Book Review
Beyond the Door of No Return (2023)
by David Diop
I really enjoyed French novelist David Diop's first book, At Night All Blood is Black. It won the Students Prix Goncourt in France, the 2020 LA Times Fiction Book Prize and the 2021 International Booker Prize. Also, I genuinely enjoyed it- a novel about the experience of an African volunteer in the French army during World War I. His new book, about the experience of a French naturalist in early 19th century Senegal- then a quasi-French territory but a weak one with many local rulers- was nominated for the National Book Award for Translated Literature (they need to work shop the name of that award!) and I'm sure it will be nominated for the International Booker next year.
Diop's 19th century Franco-phone Africa is a nuanced portrayal- we are a century past Conrad and his Heart of Darkness, and Diop's Senegal reflects the more nuanced view of the colonial experience that has percolated through academia in recent decades. This early in the 19th century, the slave trade was still going full tilt- the first French ban on slavery (within France) didn't come till 1818, and slavery was abolished in French territories in 1845.

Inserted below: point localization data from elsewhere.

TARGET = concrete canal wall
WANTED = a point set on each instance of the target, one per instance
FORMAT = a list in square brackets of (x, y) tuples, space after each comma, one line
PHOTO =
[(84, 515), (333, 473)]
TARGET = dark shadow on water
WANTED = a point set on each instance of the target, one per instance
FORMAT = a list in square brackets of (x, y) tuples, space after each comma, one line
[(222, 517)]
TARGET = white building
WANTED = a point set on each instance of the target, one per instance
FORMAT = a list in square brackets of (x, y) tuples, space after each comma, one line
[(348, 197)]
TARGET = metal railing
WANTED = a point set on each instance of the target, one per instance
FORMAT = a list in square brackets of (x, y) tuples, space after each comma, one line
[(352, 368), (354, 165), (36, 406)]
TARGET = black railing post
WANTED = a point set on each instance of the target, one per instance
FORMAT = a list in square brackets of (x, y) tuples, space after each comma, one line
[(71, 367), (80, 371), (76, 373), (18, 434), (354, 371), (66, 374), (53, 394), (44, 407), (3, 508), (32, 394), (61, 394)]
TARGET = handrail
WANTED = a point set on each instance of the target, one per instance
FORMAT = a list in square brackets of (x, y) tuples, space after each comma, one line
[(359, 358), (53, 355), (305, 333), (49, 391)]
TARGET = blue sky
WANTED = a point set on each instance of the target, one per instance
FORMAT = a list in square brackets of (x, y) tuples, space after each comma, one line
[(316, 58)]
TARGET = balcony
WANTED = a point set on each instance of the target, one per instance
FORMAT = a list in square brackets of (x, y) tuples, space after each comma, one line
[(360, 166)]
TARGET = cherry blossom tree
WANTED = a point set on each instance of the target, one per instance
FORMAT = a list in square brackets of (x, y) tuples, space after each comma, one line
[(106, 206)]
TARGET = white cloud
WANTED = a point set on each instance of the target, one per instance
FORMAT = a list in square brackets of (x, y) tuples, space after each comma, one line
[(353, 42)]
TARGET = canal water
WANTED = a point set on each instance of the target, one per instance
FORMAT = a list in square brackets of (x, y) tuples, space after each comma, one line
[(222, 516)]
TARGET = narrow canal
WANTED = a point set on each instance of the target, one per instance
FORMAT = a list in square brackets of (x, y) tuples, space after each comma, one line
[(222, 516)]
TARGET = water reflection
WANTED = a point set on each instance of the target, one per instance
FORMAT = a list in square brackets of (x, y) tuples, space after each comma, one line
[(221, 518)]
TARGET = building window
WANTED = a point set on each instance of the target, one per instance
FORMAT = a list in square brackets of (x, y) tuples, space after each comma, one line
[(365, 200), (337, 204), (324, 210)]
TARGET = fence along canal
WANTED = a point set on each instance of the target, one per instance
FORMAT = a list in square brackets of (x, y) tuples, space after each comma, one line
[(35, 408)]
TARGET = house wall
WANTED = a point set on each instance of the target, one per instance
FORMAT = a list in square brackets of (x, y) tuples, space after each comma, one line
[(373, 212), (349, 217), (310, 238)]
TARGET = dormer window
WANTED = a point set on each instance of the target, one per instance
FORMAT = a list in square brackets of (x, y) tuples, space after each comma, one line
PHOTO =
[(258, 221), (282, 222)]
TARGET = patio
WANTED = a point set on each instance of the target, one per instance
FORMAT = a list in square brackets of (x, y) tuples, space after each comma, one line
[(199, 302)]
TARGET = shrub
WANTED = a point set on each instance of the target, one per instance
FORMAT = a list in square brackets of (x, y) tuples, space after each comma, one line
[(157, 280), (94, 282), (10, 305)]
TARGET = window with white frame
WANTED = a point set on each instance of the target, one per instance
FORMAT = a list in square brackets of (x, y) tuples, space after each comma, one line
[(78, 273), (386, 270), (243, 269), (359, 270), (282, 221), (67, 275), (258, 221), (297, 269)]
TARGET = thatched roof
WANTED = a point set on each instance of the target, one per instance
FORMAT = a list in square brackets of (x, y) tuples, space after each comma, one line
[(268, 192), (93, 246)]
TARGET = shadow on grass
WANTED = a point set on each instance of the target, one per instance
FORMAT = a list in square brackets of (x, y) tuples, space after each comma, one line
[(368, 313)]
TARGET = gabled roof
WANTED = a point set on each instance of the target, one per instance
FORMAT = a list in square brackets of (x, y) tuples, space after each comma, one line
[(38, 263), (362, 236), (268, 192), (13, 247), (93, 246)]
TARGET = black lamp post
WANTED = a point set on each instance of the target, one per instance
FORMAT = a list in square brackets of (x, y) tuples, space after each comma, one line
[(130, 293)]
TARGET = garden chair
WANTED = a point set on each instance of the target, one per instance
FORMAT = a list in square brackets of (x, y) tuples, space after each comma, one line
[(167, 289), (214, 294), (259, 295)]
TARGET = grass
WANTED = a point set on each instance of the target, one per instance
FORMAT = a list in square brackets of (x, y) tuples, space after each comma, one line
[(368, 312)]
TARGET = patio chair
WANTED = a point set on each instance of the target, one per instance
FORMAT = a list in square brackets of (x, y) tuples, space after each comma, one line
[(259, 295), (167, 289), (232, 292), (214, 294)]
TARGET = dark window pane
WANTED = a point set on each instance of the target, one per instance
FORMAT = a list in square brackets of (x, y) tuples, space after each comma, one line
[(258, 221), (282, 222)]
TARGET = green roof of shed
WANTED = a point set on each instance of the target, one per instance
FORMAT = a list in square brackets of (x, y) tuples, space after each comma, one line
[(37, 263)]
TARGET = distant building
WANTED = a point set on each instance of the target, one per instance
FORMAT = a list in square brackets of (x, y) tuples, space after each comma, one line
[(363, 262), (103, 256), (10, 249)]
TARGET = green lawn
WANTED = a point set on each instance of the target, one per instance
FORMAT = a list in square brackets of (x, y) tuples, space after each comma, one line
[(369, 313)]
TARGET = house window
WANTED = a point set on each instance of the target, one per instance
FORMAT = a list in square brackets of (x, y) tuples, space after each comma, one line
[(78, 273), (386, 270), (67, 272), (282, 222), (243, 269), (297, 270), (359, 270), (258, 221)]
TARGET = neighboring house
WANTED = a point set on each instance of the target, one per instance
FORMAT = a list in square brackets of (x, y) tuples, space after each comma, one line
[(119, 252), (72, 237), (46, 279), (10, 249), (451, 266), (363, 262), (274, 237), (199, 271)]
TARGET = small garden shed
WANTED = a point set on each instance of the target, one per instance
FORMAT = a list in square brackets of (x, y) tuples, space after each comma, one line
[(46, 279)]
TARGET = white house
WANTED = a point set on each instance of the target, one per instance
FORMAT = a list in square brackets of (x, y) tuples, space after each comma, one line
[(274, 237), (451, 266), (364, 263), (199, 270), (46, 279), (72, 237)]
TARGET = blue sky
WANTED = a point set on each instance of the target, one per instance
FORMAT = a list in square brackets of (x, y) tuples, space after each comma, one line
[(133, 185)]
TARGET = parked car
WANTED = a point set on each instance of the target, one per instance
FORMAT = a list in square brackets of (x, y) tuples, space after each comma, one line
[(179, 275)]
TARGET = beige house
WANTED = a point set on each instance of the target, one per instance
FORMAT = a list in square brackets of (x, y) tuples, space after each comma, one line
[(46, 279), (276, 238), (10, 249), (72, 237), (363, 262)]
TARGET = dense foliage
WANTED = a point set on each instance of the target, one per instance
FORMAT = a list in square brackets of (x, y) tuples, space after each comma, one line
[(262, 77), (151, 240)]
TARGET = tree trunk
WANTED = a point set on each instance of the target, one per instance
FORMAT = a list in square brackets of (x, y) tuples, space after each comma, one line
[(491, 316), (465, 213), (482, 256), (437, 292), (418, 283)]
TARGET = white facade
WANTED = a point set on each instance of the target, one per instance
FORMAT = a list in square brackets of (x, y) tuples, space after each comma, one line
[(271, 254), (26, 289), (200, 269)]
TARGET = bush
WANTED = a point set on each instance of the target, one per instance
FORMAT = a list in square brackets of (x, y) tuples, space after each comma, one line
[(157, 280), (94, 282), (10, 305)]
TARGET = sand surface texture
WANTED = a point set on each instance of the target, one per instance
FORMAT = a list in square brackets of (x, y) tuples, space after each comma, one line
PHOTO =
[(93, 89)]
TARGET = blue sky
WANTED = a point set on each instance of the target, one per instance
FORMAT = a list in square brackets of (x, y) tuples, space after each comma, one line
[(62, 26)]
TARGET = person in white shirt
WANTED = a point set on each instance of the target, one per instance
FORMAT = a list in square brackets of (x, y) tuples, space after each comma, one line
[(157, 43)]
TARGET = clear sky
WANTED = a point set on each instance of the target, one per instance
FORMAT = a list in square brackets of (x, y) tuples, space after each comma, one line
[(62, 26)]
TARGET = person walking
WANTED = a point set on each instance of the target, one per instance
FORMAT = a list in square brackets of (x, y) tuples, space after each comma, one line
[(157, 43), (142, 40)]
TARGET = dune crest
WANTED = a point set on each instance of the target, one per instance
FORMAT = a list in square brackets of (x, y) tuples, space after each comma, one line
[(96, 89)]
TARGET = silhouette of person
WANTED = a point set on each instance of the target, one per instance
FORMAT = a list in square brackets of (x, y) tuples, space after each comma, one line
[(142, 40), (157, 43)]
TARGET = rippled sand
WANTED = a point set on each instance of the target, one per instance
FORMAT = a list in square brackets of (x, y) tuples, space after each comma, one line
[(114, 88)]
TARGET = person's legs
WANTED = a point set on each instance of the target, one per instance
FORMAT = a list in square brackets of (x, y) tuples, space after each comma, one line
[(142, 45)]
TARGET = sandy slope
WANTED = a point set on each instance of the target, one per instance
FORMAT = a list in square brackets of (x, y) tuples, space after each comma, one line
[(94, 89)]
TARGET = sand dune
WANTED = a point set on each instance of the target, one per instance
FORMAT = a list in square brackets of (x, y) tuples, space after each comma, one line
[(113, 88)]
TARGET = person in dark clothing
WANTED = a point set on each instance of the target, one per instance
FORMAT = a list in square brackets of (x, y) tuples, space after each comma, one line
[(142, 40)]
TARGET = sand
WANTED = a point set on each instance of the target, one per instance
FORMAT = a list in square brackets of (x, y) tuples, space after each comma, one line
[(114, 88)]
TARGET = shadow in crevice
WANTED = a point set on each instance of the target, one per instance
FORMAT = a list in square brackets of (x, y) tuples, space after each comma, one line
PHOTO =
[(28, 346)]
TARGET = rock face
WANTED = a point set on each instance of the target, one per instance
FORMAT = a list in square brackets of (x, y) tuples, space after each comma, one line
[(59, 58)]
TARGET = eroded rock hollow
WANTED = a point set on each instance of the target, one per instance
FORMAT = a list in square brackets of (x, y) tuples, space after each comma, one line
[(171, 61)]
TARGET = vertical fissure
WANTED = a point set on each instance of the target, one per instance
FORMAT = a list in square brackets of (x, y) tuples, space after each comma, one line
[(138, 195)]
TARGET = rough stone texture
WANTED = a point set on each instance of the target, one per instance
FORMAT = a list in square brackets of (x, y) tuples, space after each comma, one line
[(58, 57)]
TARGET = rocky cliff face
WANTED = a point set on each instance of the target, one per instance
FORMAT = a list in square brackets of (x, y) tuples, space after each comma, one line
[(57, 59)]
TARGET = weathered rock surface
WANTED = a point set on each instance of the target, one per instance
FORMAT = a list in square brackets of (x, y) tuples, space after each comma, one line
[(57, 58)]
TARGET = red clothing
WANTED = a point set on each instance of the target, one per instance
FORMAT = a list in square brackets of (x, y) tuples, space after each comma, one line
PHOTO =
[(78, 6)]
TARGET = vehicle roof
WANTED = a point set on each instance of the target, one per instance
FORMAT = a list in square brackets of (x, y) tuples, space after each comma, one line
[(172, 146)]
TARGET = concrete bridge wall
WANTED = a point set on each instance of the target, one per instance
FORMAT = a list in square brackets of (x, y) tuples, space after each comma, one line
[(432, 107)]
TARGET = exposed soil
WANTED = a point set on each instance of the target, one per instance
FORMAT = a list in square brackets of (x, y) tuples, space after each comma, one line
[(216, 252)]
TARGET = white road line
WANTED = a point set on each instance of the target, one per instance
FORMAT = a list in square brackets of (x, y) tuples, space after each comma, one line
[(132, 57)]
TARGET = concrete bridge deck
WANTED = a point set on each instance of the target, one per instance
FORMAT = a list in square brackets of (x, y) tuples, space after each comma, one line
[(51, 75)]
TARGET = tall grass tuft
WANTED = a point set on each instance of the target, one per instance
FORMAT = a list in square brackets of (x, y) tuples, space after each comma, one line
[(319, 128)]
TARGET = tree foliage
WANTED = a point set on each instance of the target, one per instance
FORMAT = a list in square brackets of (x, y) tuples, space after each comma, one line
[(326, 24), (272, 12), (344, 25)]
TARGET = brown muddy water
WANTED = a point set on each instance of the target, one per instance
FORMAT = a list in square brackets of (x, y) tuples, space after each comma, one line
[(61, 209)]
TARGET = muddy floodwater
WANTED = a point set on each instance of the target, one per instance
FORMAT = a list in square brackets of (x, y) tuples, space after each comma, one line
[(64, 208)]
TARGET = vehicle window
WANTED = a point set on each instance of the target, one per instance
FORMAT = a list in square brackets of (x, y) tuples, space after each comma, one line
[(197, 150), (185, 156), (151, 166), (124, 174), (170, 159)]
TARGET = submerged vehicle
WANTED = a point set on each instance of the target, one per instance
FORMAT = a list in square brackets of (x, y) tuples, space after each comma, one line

I sensed that the narrator- the French naturalist, isn't really the focus of the book, which consists of a kind of post-mortem revelation of his past to his daughter, years after the experiences described; rather it is Senegal and the rich historical tapestry of the early 19th century at the center of Beyond the Door of No Return. Presumably, the title of the book refers to the actual Door of No Return in Benin, which is a monument to the experience of the enslaved as they leave Africa for the last time.
I tore through the book- I just so enjoyed turning each page (figuratively speaking because I read the eBook copy from the Los Angeles Public Library), that I didn't want it to end. I wish it was 500 pages long!